Kim Berg Hansen: OK Oracle, Tell Me *Approximately* How Many Unique Visitors We Had Last Weekrozwiń opis
Imagine doing a SELECT and the answer coming back is “approximately 42, give or take a little.” Normally you wouldn’t want that to happen, you expect a SELECT to give you an accurate answer every time. But building a sales dashboard for your boss, for instance, could be a choice between showing him “we had approximately 4200 unique visitors from France last week” in a quarter of a second, versus showing him “we had exactly 4189 unique visitors from France last week” in 5 seconds.

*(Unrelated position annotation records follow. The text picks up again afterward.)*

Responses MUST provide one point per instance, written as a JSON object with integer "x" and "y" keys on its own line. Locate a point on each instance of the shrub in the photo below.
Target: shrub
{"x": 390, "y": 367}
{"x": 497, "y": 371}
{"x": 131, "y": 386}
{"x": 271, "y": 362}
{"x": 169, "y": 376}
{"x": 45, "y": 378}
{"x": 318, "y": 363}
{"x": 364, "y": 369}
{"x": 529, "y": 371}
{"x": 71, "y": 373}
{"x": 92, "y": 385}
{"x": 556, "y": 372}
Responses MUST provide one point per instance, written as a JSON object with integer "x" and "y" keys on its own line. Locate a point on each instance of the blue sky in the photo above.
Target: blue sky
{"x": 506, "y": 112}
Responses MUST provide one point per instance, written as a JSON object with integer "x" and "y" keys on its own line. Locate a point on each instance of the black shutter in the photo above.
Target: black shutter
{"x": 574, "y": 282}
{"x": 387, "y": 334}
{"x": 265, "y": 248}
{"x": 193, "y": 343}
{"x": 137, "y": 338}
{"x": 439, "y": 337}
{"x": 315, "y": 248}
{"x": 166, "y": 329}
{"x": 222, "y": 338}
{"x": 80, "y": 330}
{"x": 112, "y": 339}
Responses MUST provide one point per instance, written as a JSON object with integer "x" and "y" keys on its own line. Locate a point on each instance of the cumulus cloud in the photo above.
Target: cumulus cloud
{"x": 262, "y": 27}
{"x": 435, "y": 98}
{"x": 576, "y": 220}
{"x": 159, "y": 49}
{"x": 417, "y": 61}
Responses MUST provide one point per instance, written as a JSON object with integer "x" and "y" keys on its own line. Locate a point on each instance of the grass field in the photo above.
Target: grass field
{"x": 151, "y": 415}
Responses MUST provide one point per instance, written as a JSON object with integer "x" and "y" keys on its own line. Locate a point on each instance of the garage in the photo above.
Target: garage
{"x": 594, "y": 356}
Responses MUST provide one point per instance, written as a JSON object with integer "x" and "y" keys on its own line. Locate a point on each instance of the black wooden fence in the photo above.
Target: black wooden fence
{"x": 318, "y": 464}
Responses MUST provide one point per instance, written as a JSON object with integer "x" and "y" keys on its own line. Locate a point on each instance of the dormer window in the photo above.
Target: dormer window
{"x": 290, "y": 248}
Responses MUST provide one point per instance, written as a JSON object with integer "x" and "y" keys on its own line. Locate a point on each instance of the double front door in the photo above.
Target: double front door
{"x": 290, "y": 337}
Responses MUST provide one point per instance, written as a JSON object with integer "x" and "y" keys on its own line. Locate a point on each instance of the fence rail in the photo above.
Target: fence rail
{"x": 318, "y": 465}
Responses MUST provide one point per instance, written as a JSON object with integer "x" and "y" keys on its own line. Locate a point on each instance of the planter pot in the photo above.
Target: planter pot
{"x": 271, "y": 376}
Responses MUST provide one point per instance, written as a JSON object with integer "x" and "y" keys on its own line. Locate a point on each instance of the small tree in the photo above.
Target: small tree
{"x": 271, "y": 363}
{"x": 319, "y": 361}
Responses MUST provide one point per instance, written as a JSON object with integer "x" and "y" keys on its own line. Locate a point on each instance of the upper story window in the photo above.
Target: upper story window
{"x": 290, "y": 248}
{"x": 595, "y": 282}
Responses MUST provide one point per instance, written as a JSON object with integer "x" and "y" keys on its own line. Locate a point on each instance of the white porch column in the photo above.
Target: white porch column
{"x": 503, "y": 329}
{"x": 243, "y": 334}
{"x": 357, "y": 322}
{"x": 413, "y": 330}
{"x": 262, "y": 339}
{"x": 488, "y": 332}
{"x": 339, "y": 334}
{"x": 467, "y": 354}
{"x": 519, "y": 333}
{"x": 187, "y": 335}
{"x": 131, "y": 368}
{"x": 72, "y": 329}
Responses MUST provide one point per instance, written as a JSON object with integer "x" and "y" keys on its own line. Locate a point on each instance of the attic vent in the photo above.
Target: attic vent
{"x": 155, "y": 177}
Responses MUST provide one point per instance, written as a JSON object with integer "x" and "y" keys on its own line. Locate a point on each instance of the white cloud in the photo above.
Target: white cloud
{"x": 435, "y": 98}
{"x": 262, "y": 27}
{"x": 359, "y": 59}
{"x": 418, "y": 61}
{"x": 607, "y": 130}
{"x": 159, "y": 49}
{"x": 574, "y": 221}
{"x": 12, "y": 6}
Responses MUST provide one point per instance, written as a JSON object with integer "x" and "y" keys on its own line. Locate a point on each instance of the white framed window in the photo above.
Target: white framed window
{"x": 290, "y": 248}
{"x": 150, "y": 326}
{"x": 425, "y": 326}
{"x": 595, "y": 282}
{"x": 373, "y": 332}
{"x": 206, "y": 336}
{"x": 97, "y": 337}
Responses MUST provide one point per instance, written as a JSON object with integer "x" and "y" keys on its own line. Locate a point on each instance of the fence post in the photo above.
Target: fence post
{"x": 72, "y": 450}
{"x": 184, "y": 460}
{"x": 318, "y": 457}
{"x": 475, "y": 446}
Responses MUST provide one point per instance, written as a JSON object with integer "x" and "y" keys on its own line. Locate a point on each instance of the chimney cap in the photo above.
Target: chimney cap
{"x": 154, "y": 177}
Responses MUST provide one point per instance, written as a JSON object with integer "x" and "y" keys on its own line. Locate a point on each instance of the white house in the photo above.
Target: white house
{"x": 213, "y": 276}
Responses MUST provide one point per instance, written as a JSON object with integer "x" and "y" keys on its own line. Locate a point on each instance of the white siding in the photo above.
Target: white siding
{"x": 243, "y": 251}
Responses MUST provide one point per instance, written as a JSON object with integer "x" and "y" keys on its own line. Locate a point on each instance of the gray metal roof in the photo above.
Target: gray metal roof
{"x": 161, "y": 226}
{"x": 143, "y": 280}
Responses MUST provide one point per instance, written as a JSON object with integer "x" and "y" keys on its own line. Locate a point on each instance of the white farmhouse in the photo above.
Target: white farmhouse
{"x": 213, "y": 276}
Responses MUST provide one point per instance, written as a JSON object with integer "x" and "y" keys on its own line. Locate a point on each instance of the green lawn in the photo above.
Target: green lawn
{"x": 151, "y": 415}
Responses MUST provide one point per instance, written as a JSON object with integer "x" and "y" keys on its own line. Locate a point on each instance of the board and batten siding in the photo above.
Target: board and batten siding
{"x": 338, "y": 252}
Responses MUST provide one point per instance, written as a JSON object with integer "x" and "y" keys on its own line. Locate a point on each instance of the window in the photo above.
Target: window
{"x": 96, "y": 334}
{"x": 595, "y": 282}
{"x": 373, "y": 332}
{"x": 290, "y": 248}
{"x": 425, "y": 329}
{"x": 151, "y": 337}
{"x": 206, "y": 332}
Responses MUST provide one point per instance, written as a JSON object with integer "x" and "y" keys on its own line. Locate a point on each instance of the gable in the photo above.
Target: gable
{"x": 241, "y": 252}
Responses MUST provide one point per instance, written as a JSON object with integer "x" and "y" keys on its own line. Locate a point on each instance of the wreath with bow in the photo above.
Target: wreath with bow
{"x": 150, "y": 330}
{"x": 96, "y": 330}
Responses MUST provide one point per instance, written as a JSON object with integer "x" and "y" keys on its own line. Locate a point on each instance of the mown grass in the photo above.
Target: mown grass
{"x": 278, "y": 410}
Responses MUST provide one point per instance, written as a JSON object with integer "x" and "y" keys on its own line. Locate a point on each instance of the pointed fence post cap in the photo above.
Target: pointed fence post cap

Most likely your boss would be happier with a fast but “good enough” answer.
Oracle supports several Approximate Query Processing Functions, starting with APPROX_COUNT_DISTINCT in version 12.1, adding APPROX_MEDIAN and APPROX_PERCENTILE as well as the capability of doing approximate aggregations on multiple levels in version 12.2, followed by APPROX_RANK, APPROX_COUNT and APPROX_SUM in version 18.1. These functions allow you to write SQL that gets approximate, but fast, answers.
But what if you already have a dashboard application built using good old trusted SQL giving accurate answers, but it is really slightly unsatisfactory as each click takes several seconds to complete? Then you can do a FAST=TRUE - if you are prepared to accept approximate answers. You can do an ALTER SESSION that enables the optimizer to rewrite for example your COUNT(DISTINCT column) to an APPROX_COUNT_DISTINCT(column) automatically. Then your application will give approximate, but fast, answers without needing change.
This presentation discusses the different approximate functions, the approximate aggregations and the ALTER SESSION method of speeding the queries - showing examples of syntax and use cases.